Thanks to the new LLM, GigaChat follows instructions better and can complete more complex tasks
At the international conference on artificial intelligence AI Journey, Sber developers announced a new version of the GigaChat service, which is based on one of the most advanced models for the Russian language with 29 billion parameters.
Sber's business clients will soon be among the first to have access to the new API – to implement their own solutions, as well as members of the academic community – to conduct research.

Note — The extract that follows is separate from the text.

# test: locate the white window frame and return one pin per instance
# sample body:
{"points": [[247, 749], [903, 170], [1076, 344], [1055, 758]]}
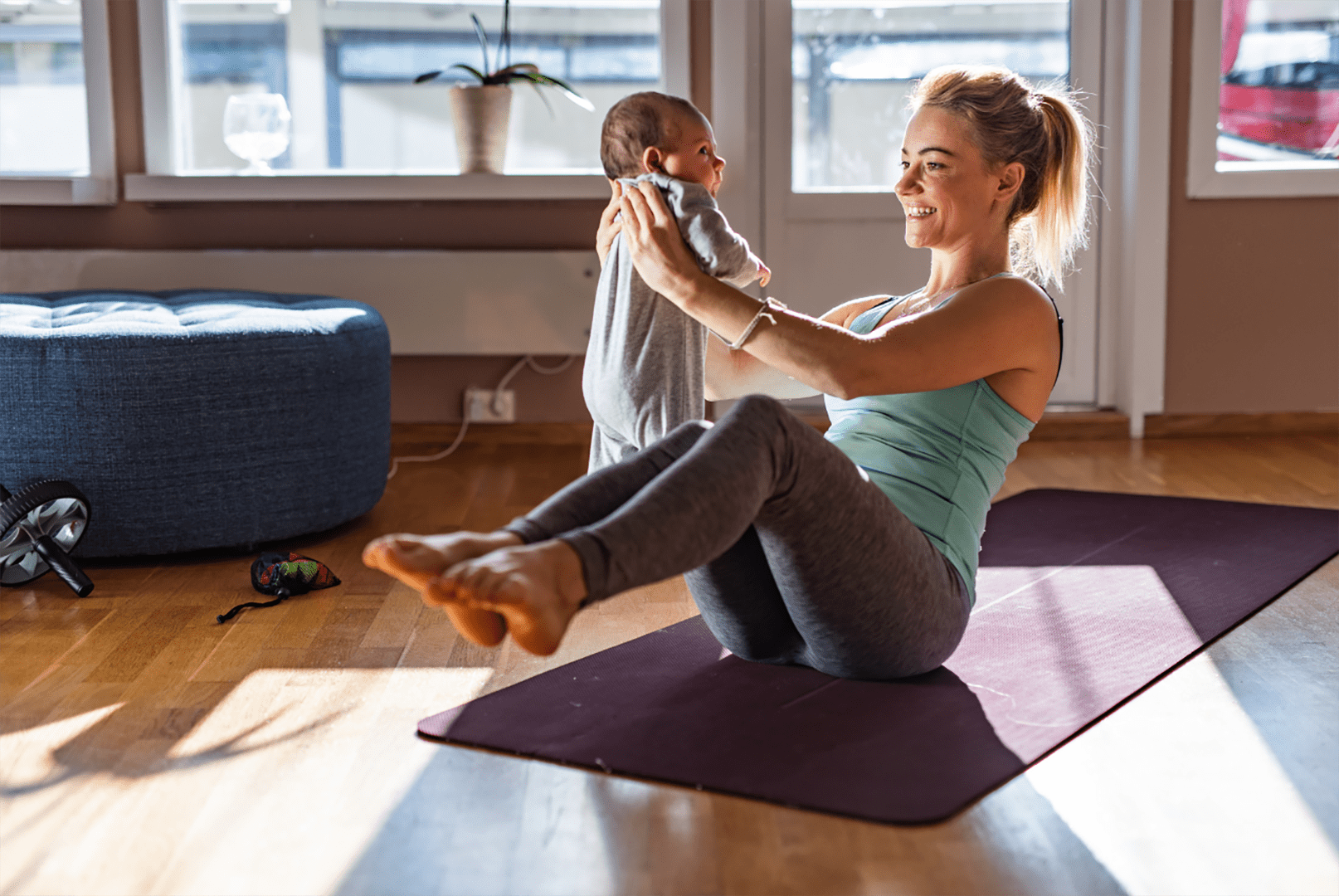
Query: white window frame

Thanks to the new LLM, GigaChat follows instructions better and can perform more complex tasks: the quality of summarizing, rewriting and editing texts, and answering various questions has significantly improved. The team compared the responses of the new and previous models and recorded an overall improvement in quality of 23%. At the same time, the announced model copes with facts 25% better than the previous version.
According to the results of internal evaluation in the MMLU (Massive Multitask Language Understanding) benchmark, the model of the new version of GigaChat with 29 billion parameters is superior to the most popular open analog LLaMA 2 34B.
Senior Vice President and Head of the Technologies block of Sberbank Andrey Belevtsev said:
Training the models that power GigaChat is a massive and complex computational undertaking, and we've never done anything like it before. The total number of computational operations was almost 6 times higher than the number of operations when training the ruGPT-3 model with 13 billion parameters in 2021. Also, especially for GigaChat, we have collected and are developing a unique dataset, on which hundreds of Sber employees are working, helping to develop and improve the quality of answers in a variety of domains.